I attended an elementary school in North Hollywood, California (a suburb
of Los Angeles) that specialized in "special education" classes for kids
with physical or other handicaps, but which also provided regular classes
for their brothers and sisters. I had two teachers there (Mrs. Judith
Newman in the second grade and Mrs. Mildred Christiansen in the sixth
grade) who greatly encouraged me, and provided the extra challenge to
work harder. In junior high, my ninth grade science teacher (Mr. Robert
Hayes) let me try out experiments after school; this was my first experience
with research. As a physics undergraduate at Berkeley, two faculty (Buford
Price and John Reynolds) and three of their post-doctoral fellows for
whom I worked (Calvin Alexander, Dennis O'Sullivan and Wolf Kaiser) showed
me how to do REAL research, and with another professor (Kinsey Anderson)
who provided independent research funds for a lunar photogeology project,
changed the entire direction of my professional life (from physics and
astronomy to planetary science).
It was in graduate school, however, that I met and worked with the men
who had the most influence on my professional life: Bruce Murray, Robert
Sharp and Eugene Shoemaker. Murray was my research advisor, and the four
years I was his student were the most exciting and productive of my career.
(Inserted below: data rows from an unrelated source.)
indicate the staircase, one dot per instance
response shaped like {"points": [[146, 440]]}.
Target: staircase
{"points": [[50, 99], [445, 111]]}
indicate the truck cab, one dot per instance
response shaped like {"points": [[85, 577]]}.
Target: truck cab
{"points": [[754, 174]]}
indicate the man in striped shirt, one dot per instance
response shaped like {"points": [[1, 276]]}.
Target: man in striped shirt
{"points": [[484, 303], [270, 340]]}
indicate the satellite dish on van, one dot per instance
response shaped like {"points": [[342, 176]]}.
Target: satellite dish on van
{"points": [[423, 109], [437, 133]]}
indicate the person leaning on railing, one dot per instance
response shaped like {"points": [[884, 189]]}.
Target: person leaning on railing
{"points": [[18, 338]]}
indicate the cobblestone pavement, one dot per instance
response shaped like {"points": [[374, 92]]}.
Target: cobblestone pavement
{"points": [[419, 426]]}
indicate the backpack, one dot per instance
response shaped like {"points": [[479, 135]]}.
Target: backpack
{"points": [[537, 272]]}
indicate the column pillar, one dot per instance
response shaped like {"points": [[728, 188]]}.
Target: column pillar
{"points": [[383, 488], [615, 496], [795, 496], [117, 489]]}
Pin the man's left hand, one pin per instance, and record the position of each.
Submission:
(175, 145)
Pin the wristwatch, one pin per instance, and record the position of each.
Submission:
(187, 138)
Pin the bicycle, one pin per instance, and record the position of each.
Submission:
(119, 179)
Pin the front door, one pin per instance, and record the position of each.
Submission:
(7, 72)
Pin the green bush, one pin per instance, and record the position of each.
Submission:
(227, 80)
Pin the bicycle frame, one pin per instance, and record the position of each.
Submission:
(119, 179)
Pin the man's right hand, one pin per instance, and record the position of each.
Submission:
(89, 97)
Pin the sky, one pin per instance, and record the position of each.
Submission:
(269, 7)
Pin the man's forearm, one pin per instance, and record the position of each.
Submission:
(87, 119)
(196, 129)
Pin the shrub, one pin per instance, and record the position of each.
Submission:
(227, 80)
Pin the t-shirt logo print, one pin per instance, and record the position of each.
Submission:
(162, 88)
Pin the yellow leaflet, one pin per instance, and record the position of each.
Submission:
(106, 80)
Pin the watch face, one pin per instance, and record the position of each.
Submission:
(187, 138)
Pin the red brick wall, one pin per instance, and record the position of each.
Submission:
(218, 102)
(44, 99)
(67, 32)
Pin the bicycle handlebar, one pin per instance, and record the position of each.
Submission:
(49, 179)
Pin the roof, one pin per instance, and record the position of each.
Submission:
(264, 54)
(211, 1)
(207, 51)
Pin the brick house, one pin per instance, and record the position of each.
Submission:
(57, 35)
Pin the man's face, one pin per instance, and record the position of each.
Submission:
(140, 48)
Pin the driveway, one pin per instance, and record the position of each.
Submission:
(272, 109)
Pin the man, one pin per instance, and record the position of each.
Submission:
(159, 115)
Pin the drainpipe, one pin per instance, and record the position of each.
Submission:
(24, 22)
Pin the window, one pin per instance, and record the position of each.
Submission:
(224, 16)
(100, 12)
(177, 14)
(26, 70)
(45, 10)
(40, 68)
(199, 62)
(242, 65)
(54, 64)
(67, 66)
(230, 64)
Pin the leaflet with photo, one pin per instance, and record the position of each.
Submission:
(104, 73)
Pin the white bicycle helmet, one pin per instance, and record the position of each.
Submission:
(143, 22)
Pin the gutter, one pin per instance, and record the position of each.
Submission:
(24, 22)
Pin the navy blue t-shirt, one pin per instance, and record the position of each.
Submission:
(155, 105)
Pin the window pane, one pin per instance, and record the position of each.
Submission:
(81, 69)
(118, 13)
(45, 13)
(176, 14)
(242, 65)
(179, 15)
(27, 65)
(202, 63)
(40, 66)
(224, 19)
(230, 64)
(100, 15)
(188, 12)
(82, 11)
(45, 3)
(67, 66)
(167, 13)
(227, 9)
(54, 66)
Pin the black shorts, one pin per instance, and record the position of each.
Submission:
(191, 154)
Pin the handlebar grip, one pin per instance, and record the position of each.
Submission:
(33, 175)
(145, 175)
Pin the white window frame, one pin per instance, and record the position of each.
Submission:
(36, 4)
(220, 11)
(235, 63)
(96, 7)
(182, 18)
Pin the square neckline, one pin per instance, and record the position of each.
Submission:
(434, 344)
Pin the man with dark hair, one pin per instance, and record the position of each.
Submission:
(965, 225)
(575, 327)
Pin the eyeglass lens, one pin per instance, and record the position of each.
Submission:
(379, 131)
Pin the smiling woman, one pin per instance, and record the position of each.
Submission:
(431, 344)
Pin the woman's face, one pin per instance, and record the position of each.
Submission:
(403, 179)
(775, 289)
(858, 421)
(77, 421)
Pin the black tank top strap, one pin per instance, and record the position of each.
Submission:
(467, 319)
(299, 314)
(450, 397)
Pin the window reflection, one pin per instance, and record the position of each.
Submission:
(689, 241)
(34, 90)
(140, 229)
Sharp is a living legend, one of the greatest geologists of this century,
and his guidance by example, in particular in jointly conducted research,
was the most important to how I developed as a professional scientist.
Shoemaker is the "father" of planetary geology, and I was fortunate to
be the teaching assistant for his lunar geology course during the first
few years after the lunar landings completely changed our view of the
moon. From Gene I discovered it was okay to have fun while other people
paid you to work.
A Little More About Me
I am a native Californian, born in Burbank, a suburb of Los Angeles,
(at a hospital right across the street from the Walt Disney Studios),
raised in North Hollywood, Studio City, and Van Nuys, all in the San Fernando
Valley north of LA, and educated at Berkeley and Caltech. I have only
lived outside the state once, for 11 years when I taught at Arizona State
University in Tempe (a suburb of Phoenix). I moved back to California
after I left ASU in May 1991. Today, I live near the ocean in La Jolla,
California, a suburb of San Diego. The offices of my company, Malin Space
Science Systems, are nearby.
I enjoy my work very much. Some of the pictures below may indicate why:
From left to right, these pictures show me:
- in a helicopter in Hawaii, on my way to study Mauna Loa volcano
- jumping and saluting like an astronaut in the Olympus mountain range
in Antarctica
- standing at the South Pole, holding the American flag that marks the
location
- crossing a stream in Katmai National Monument in Alaska, where I was
studying the results of a large volcanic eruption in 1912 (my pack,
weighing 40 kg (90 pounds), includes four cameras!)
There is a real danger in having a job that is as much fun as mine:
I am "addicted" to my work. I don't have any hobbies because my job lets
me do many things I might otherwise do as a hobby (for example, I make
computer animations and go hiking and camping). I do enjoy fly fishing
and sailing, but haven't figured out a way to relate this to my work (yet!).